Pero se consolaba pensando que él moriría pronto. Él sabía que ella únicamente lo estaba utilizando, pues no dejó que la tocara de nuevo, y mucho menos dejarse besar. Lo único que le permitía era que a veces la acariciara un poco en los brazos y las manos. La única vez que él quiso acercarse por la noche, ella se levantó furiosa y lo amenazó con dejarlo, si volvía a intentar algo.

El barbero no tenía a nadie más. Ya se había acostumbrado a que ella lo atendiera, dándole de comer y lavando la poca ropa que tenía. No platicaban mucho y la tía recordaba todo el daño que le habían hecho los dos anteriores maridos. Como si este tercer hombre tuviera toda la culpa, lo maltrataba verbalmente, y a veces físicamente. Le exigía que le entregara el dinero cada día para poder comprarse cigarros. Era algo que comenzó a hacer a partir del segundo marido. Fumaba a escondidas, y eso la tranquilizaba en momentos de máxima ansiedad.
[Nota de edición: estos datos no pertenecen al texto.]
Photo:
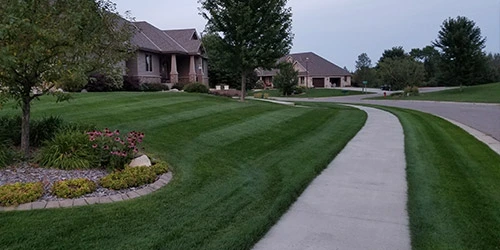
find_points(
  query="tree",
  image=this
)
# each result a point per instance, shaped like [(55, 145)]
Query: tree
[(363, 62), (49, 42), (364, 71), (429, 56), (493, 74), (393, 53), (287, 78), (220, 67), (401, 72), (462, 57), (255, 33)]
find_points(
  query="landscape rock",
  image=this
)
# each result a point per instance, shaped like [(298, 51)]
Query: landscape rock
[(141, 161)]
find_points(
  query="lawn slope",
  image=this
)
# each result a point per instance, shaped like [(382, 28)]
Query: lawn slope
[(237, 168), (486, 93), (453, 185)]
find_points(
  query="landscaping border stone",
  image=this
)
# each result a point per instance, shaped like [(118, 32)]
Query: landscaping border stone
[(163, 180)]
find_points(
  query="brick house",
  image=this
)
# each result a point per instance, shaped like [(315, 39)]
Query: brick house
[(167, 56), (314, 70)]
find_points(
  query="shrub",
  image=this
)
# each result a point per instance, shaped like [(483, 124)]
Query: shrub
[(44, 129), (112, 149), (196, 88), (153, 87), (259, 84), (129, 177), (411, 91), (40, 130), (19, 193), (68, 150), (10, 130), (73, 188), (6, 155), (178, 86), (160, 168), (226, 93)]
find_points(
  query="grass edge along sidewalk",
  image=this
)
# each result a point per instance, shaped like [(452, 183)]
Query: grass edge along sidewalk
[(485, 93), (237, 167), (453, 185)]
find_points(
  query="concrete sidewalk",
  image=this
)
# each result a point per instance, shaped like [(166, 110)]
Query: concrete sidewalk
[(358, 202)]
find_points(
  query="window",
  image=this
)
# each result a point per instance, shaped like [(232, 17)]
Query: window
[(149, 63)]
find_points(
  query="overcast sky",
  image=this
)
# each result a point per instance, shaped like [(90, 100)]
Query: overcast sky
[(340, 30)]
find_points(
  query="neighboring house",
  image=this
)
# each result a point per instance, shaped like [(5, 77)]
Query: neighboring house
[(314, 71), (167, 56)]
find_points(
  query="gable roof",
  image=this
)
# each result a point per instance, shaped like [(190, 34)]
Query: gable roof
[(188, 38), (317, 65), (149, 38)]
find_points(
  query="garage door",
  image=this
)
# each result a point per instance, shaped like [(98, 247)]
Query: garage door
[(319, 82)]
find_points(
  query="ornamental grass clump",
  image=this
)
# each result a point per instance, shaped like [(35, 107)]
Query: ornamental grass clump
[(113, 149), (19, 193), (73, 188)]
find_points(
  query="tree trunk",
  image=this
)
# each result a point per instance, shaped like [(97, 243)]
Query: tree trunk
[(25, 128), (243, 87)]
El barbero se fue consumiendo debido a la tuberculosis, y al humo del cigarro que ahora ella usaba para atormentarlo. Lo hacía toser, y parecía que lo disfrutaba.
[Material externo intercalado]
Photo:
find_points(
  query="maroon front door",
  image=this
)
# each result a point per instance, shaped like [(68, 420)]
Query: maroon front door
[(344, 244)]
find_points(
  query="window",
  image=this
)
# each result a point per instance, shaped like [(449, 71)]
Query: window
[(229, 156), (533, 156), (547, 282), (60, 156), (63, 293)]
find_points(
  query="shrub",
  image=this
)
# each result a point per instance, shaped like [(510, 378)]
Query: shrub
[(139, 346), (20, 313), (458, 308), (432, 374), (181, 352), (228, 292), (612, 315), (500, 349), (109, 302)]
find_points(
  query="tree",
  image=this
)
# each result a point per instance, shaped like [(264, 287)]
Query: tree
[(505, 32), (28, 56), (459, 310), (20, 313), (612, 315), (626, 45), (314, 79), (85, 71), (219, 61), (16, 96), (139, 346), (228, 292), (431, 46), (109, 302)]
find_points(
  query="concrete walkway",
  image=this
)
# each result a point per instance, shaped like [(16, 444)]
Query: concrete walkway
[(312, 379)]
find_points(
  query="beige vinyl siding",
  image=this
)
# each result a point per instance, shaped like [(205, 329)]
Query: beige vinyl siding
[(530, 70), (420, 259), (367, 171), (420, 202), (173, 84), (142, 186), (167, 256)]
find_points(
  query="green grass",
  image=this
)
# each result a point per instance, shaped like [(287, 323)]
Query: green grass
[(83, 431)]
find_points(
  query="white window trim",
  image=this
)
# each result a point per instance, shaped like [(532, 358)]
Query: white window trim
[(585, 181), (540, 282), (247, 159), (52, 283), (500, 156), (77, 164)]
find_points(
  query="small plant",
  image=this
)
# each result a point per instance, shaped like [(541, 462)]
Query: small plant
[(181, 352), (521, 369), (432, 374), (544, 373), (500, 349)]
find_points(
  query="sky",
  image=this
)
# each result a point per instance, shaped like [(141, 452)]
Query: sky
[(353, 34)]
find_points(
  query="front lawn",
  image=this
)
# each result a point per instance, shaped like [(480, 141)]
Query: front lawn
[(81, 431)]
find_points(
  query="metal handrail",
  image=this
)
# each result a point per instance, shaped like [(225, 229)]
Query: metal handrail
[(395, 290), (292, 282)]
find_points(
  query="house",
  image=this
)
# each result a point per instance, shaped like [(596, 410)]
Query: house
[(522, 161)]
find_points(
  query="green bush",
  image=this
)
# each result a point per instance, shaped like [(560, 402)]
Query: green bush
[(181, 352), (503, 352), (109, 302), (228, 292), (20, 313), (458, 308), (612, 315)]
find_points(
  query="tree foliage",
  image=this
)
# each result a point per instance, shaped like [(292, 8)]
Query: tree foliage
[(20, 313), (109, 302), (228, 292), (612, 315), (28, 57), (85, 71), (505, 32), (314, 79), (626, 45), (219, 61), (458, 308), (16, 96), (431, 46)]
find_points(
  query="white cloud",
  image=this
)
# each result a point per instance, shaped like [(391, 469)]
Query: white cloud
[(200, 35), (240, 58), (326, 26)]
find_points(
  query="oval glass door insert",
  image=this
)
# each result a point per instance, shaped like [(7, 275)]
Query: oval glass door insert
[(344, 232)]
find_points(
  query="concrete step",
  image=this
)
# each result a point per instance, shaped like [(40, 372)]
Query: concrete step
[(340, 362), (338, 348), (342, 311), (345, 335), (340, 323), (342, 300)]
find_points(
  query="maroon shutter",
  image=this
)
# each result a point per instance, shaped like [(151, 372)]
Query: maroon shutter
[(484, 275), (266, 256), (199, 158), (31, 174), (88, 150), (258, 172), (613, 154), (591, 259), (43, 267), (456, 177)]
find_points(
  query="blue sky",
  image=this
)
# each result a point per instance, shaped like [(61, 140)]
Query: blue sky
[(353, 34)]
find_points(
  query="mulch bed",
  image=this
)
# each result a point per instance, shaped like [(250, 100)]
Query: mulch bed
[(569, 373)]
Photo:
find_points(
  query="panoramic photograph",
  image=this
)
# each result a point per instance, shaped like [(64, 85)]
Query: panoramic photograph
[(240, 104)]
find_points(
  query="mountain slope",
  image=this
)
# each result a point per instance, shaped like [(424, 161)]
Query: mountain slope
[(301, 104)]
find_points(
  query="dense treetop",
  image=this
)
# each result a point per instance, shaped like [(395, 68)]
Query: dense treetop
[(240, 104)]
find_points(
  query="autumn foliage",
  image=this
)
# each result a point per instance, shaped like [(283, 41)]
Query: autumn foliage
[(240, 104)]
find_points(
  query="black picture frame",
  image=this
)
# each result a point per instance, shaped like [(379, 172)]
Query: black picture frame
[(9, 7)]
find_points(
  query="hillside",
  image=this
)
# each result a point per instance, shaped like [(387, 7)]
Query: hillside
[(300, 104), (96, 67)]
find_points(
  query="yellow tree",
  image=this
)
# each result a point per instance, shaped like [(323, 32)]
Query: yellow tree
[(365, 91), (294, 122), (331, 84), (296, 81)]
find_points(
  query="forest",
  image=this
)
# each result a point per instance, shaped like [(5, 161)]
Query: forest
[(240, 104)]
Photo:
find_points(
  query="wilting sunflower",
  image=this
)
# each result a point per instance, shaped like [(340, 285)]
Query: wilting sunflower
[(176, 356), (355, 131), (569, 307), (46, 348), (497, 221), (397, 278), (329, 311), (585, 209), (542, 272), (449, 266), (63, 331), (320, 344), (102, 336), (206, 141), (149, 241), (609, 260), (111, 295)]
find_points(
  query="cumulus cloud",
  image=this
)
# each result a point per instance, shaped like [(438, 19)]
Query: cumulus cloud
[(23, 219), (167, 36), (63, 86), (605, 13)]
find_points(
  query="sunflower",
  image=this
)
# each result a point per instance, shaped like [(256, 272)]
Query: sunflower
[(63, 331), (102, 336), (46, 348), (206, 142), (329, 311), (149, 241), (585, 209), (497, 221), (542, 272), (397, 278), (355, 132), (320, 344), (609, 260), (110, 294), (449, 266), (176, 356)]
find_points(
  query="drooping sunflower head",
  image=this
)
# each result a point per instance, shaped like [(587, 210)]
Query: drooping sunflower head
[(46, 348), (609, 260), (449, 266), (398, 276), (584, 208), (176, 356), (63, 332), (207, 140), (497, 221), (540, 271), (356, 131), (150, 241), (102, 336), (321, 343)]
Un día, él comenzó a asfixiarse. La tía lo miró sin sentir nada, si acaso esperando que ya se fuera de una buena vez, para dejar de depender de ningún hombre.
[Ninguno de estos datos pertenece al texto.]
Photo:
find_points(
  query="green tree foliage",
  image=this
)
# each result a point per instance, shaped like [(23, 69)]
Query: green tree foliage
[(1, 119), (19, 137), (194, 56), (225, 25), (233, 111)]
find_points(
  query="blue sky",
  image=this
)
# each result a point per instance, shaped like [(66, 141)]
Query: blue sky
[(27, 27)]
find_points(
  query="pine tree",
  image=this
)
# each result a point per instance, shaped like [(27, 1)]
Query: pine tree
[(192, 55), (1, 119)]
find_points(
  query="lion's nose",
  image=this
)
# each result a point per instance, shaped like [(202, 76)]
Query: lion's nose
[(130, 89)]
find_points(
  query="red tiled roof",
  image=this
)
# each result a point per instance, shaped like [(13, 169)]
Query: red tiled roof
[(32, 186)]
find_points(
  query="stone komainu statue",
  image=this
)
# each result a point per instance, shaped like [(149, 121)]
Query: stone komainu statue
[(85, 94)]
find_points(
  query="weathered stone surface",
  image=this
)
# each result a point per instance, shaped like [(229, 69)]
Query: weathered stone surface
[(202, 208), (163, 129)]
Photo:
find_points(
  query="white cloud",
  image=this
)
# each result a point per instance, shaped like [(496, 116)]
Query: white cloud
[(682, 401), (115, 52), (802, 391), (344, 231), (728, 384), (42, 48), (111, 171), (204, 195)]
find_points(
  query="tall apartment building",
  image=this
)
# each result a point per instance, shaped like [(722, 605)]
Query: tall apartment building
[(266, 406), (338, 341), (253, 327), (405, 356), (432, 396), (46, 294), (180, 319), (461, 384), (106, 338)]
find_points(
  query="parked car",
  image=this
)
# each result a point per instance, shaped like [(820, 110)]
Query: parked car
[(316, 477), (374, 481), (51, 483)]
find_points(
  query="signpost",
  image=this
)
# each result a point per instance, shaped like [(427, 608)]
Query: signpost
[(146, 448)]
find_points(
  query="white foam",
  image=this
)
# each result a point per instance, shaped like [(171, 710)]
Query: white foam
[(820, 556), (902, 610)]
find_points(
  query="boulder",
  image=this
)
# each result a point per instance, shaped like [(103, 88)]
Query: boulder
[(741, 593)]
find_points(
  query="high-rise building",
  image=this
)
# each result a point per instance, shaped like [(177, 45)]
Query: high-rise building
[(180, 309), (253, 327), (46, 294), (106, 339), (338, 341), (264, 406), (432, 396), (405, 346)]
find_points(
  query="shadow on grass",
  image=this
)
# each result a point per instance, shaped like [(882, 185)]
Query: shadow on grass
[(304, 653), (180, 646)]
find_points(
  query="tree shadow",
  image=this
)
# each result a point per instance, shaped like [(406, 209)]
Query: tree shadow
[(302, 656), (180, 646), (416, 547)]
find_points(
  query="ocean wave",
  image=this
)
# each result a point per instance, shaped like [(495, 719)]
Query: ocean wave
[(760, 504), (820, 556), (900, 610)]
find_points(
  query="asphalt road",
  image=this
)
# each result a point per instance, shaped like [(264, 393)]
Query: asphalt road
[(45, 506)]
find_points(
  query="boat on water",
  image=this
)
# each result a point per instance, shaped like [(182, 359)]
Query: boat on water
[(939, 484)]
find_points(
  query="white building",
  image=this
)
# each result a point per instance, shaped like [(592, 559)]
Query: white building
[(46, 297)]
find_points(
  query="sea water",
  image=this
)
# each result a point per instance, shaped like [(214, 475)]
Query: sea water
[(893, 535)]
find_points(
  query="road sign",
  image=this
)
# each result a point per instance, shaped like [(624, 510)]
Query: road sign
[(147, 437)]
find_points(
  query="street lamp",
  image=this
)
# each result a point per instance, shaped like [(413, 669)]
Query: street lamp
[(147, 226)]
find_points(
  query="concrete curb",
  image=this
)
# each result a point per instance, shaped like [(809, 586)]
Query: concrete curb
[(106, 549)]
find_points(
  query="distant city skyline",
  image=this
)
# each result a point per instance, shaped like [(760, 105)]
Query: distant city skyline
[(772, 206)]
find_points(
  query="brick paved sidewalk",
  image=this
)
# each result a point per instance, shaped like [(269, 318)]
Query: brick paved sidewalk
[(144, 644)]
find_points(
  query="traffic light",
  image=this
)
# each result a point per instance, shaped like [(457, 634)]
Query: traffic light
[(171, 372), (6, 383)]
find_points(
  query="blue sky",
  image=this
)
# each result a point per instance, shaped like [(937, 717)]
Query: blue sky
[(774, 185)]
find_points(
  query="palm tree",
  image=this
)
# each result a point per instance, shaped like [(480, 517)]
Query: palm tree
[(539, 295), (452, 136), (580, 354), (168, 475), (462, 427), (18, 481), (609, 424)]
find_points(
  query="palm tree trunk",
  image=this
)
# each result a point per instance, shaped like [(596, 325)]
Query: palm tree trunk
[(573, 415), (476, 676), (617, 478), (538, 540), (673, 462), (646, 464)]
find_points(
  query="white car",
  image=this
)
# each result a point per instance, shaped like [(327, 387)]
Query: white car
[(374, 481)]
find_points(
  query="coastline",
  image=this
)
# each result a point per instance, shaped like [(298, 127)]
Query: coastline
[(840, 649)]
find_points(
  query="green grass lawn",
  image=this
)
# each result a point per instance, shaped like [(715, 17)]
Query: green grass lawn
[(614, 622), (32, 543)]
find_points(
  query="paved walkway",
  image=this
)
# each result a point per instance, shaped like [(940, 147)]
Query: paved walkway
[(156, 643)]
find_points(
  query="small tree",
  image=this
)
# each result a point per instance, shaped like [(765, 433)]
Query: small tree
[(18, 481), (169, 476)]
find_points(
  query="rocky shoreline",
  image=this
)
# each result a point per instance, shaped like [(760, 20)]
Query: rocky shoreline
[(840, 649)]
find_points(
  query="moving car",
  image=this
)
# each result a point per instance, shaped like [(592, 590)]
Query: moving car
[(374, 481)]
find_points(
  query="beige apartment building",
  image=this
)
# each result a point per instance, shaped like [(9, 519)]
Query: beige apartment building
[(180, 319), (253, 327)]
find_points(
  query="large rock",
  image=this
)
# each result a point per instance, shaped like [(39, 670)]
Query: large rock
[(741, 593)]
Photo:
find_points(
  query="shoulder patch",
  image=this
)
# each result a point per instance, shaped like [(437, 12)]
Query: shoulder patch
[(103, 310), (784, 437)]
Pero no, no se murió. Y en lugar de eso, él comenzó a quejarse de lo mal que lo trataba. Y encontró la manera de desquitarse. Dejó de bañarse a propósito, sabiendo que ese hedor la desquiciaría. Pero ella comenzó a insultarlo cada vez más, y más frecuentemente:

—Apestas, eres un cochino… puerco… —le gritaba ella.

—¿Y tú?… No sirves para nada. No eres mujer, ¿de qué te sirven esas caderas si estas podrida por dentro? —le contestaba él.

Y claro, la tía fue dejando salir día a día la furia en su corazón.

De los insultos, pasó a las cachetadas, cuando veía que no se aseaba.

Del dinero que tenía guardado, en una lata, escondida detrás de la alacena, quedaban unos cuantos pesos…

Él ya no tenía ánimo para trabajar. Ella comenzó a vender las cosas de la barbería. ¿Cómo iban a sobrevivir?

Ya no podía comprar sus cigarros, era una vida miserable para ambos.

El día que él se levantó y comenzó a escupir sangre, ella alzó la voz:

—¡Ya me tienes harta! ¡Ojalá y te mueras de una vez!

Y en un arranque de furia, de toda esa rabia acumulada durante años, le gritó:

—¡¡El día que te mueras me voy a poner un vestido rojo, para festejar tu muerte!!

Y para no seguir escuchándolo, bajó las escaleras y salió a la calle.

Decidió comprarse el vestido más alegre que encontró y, ¿por qué no? Buscarse un trabajo. A sus cuarenta y cinco años conservaba algo de esa figura del ayer.

Tuvo suerte, en la esquina de la barbería solicitaban una recepcionista para un médico. Y como iba tan bien vestida, le dieron el empleo.

La tía regresó muy contenta pensando en que era cuestión de esperar a que el barbero finalmente se fuera de este mundo. Y sí, su deseo finalmente se cumplió. Miró de reojo el espejo en el ropero de madera, y sonrió.

El vestido rojo le había traído un empleo y algo más.

 

Pobre de mi tía. Aquella sentencia que le dijo su último marido, de estar podrida por dentro, resulto verdad. Un cáncer de huesos, la llevó a una prolongada agonía. Pero dicen que jamás quiso perdonar. Se llevo su resentimiento a la tumba. O quizás debiera decir, que ese mismo resentimiento, la mató finalmente.